Зайдя в перерыве в кабинет к Райхельгаузу (а первый спектакль шел очень трудно), я спросил его, почему сейчас — о балете, разве это актуально?

— Ну, да, — рассеяно ответил он. — Как говорила моя бабушка в Одессе: «Умер-шмумер, лишь бы был здоров».

Я долго думал над рецензией, и вывелась первая фраза: «Многие люди в нашей стране очень хотят умереть».

…Ну, а «Медведь» Димы Быкова, который полностью совпал с настроениями митингов и «писательских прогулок» 2012 года?

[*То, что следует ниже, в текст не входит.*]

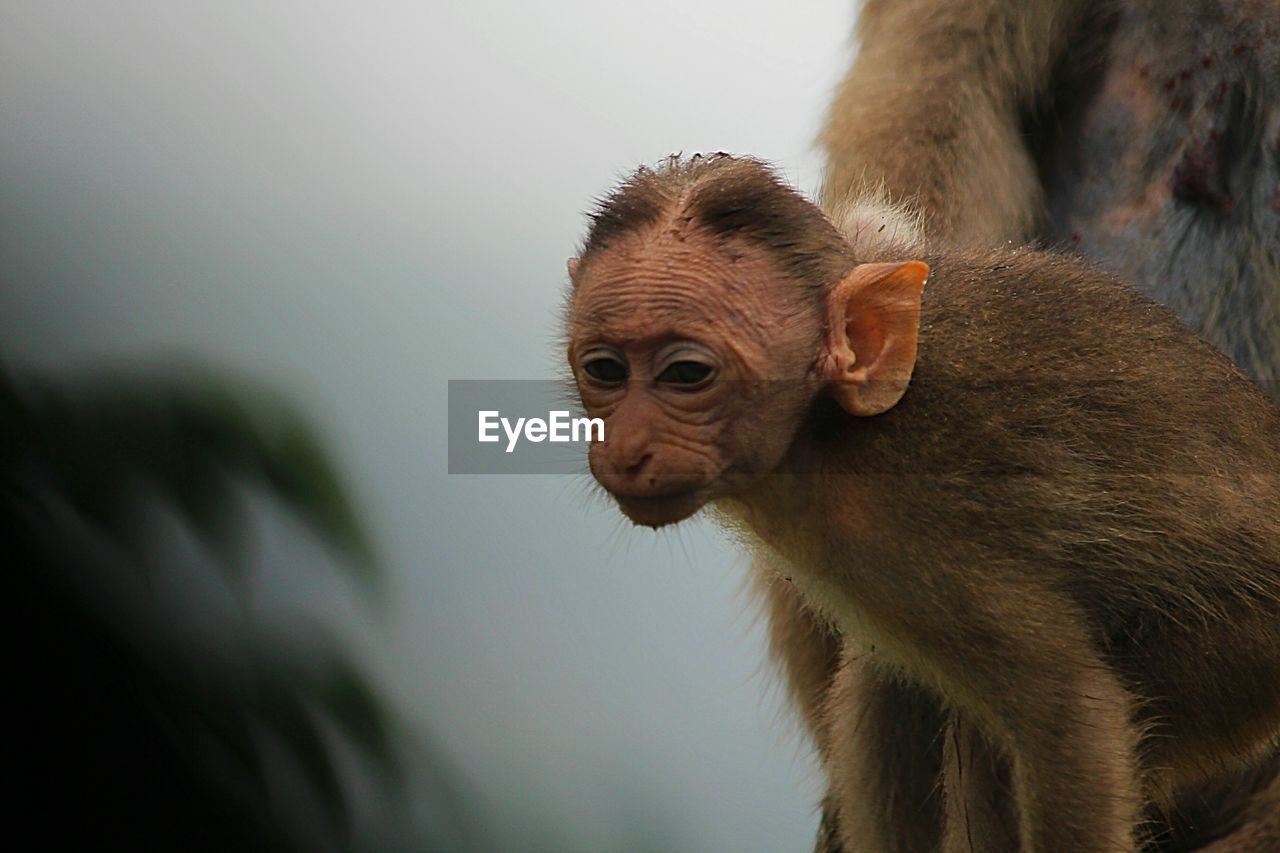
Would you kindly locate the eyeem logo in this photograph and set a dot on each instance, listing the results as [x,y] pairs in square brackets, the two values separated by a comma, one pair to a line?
[558,427]
[552,433]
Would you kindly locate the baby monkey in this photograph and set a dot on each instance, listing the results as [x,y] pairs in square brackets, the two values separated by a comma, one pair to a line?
[1028,500]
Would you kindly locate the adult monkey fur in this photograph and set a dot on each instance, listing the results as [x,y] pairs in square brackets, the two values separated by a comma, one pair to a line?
[1065,529]
[1144,135]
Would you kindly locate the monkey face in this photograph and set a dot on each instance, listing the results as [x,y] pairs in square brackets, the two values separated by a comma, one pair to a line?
[698,368]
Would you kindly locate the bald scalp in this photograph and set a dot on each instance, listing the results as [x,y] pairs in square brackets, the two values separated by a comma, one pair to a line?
[727,199]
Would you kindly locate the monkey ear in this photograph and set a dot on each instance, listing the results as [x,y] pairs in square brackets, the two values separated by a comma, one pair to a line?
[873,319]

Словом, за эти 25 лет театр создал не просто «современный репертуар» или «талантливую труппу». Театр «Школа современной пьесы» создал вокруг себя и внутри себя целую жизнь. Жизнь — вопреки всеобщему унынию и умиранию. Жизнь — вопреки воплям о развале всего и вся. Жизнь — вопреки самым мрачным прогнозам и ядовитому пессимизму. Не было бы у нас этого театра 90-х — от Фоменко до Угарова, от Васильева до Райхельгауза — не было бы, пожалуй, и нас самих.

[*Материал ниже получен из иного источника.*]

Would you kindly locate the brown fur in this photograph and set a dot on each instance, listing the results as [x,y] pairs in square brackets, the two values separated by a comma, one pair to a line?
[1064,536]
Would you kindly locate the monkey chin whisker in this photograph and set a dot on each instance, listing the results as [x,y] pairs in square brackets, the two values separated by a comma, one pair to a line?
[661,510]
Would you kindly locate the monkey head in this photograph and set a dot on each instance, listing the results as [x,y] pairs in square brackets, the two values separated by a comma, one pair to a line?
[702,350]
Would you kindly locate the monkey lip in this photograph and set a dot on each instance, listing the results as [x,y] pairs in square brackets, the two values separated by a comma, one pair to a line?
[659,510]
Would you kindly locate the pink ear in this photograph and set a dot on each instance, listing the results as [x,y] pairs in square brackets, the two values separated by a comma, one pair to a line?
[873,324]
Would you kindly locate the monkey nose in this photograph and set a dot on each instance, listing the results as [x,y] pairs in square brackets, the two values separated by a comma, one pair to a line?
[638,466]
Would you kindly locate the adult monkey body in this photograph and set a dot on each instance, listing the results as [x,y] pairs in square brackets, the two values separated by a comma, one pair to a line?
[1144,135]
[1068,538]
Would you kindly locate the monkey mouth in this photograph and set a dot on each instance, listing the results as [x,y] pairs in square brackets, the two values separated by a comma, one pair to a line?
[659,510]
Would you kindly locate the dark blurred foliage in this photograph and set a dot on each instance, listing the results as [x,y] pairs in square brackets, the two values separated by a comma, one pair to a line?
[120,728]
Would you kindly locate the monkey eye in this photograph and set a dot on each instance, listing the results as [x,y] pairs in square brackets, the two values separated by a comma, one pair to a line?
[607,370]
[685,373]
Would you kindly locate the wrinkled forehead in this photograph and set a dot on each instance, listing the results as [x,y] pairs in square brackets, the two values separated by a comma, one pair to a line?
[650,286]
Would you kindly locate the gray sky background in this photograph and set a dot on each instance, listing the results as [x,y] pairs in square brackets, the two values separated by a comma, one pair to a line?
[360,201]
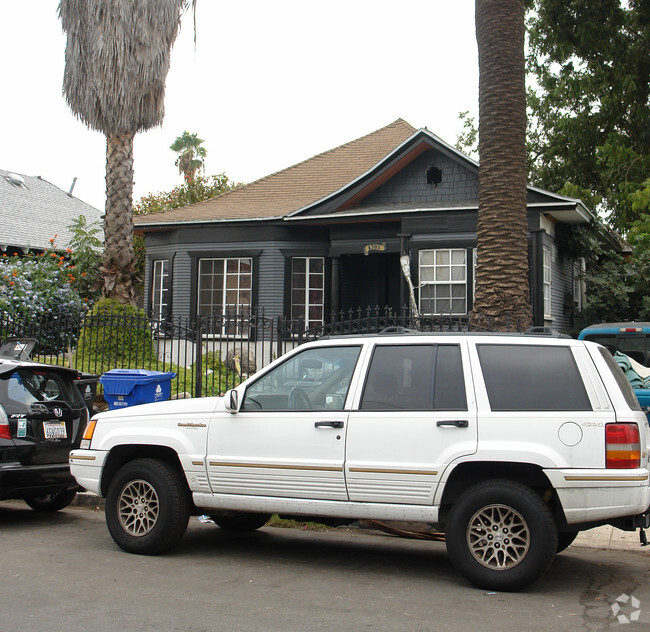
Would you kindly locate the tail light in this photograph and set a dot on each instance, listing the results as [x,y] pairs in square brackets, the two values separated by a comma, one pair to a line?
[5,430]
[88,435]
[622,446]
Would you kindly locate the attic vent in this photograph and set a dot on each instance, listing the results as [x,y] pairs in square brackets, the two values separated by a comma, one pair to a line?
[15,179]
[434,176]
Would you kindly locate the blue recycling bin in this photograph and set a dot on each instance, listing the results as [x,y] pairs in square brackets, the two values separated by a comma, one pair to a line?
[130,387]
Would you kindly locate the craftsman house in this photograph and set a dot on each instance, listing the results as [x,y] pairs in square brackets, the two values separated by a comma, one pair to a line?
[326,235]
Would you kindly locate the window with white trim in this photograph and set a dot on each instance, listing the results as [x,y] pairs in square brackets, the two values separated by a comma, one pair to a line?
[547,282]
[443,281]
[160,288]
[307,289]
[225,287]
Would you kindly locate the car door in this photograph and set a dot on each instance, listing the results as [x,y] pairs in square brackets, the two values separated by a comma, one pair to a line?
[414,414]
[46,413]
[288,438]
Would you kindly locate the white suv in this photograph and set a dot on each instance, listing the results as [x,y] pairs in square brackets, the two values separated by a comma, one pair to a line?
[510,444]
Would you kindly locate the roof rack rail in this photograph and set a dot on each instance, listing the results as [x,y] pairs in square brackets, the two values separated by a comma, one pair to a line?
[386,331]
[544,331]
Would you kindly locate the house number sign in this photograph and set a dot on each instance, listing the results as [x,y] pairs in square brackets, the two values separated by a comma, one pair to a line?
[374,248]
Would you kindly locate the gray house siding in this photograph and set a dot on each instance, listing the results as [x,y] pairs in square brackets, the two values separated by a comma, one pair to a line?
[410,185]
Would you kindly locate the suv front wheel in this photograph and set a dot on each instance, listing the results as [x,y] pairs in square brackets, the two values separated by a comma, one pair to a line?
[147,506]
[501,535]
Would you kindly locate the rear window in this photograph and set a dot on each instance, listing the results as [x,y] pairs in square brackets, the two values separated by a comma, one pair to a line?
[27,386]
[532,378]
[633,345]
[621,380]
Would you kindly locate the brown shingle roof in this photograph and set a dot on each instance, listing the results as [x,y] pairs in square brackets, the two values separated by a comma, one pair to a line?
[291,189]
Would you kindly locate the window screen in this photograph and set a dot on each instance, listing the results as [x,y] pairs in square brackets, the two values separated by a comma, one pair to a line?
[532,378]
[415,377]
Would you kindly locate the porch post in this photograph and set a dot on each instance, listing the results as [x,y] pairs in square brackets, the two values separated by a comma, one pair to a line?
[335,286]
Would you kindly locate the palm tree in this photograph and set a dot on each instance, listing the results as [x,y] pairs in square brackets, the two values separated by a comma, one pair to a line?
[502,290]
[191,156]
[116,63]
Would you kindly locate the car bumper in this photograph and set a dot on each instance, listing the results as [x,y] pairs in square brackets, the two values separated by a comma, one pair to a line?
[21,481]
[86,467]
[601,495]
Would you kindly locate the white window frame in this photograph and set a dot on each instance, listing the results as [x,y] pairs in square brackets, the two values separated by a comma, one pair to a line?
[238,310]
[547,268]
[439,274]
[307,304]
[160,288]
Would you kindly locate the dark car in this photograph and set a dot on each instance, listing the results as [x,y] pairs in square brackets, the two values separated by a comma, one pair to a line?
[42,417]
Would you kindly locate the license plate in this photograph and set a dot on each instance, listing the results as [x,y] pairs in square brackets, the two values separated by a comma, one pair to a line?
[55,430]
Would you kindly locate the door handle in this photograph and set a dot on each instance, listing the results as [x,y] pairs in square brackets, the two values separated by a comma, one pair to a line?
[328,424]
[459,423]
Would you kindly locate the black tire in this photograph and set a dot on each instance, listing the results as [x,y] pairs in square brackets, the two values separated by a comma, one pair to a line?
[147,506]
[240,520]
[501,535]
[49,503]
[565,540]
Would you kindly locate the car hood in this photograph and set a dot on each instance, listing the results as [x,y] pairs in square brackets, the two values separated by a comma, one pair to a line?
[181,407]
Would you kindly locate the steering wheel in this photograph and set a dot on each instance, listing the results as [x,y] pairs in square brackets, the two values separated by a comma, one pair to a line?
[298,399]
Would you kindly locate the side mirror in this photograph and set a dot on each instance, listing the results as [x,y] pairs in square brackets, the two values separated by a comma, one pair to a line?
[232,401]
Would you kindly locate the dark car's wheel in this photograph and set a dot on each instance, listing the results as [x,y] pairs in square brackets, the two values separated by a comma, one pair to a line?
[501,535]
[49,503]
[240,521]
[565,540]
[147,506]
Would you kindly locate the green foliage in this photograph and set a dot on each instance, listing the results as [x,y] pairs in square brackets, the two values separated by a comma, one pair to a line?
[114,335]
[190,192]
[467,140]
[86,246]
[191,155]
[589,111]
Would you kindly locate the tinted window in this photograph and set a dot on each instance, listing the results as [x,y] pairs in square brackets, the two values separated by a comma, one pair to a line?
[317,378]
[621,380]
[532,377]
[27,386]
[415,377]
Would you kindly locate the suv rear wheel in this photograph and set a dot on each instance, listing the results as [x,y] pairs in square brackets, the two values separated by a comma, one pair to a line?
[50,503]
[501,535]
[147,506]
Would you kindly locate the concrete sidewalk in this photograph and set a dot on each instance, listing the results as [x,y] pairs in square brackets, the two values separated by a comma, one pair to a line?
[598,538]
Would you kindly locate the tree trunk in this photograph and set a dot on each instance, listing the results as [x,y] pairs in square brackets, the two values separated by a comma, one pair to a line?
[118,267]
[502,298]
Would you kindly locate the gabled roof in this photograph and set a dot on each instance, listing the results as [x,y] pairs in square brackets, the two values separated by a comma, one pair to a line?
[286,191]
[33,210]
[337,180]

Не было бы возможности красиво пережить эту эпоху, несмотря ни на что.

Эти сложные люди из театра Райхельгауза, вообще говоря, придумали целую форму жизни. Жизни, где актером, режиссером, драматургом может стать любой из нас. Главное — войти в этот круг, перешагнуть свой страх и не бояться.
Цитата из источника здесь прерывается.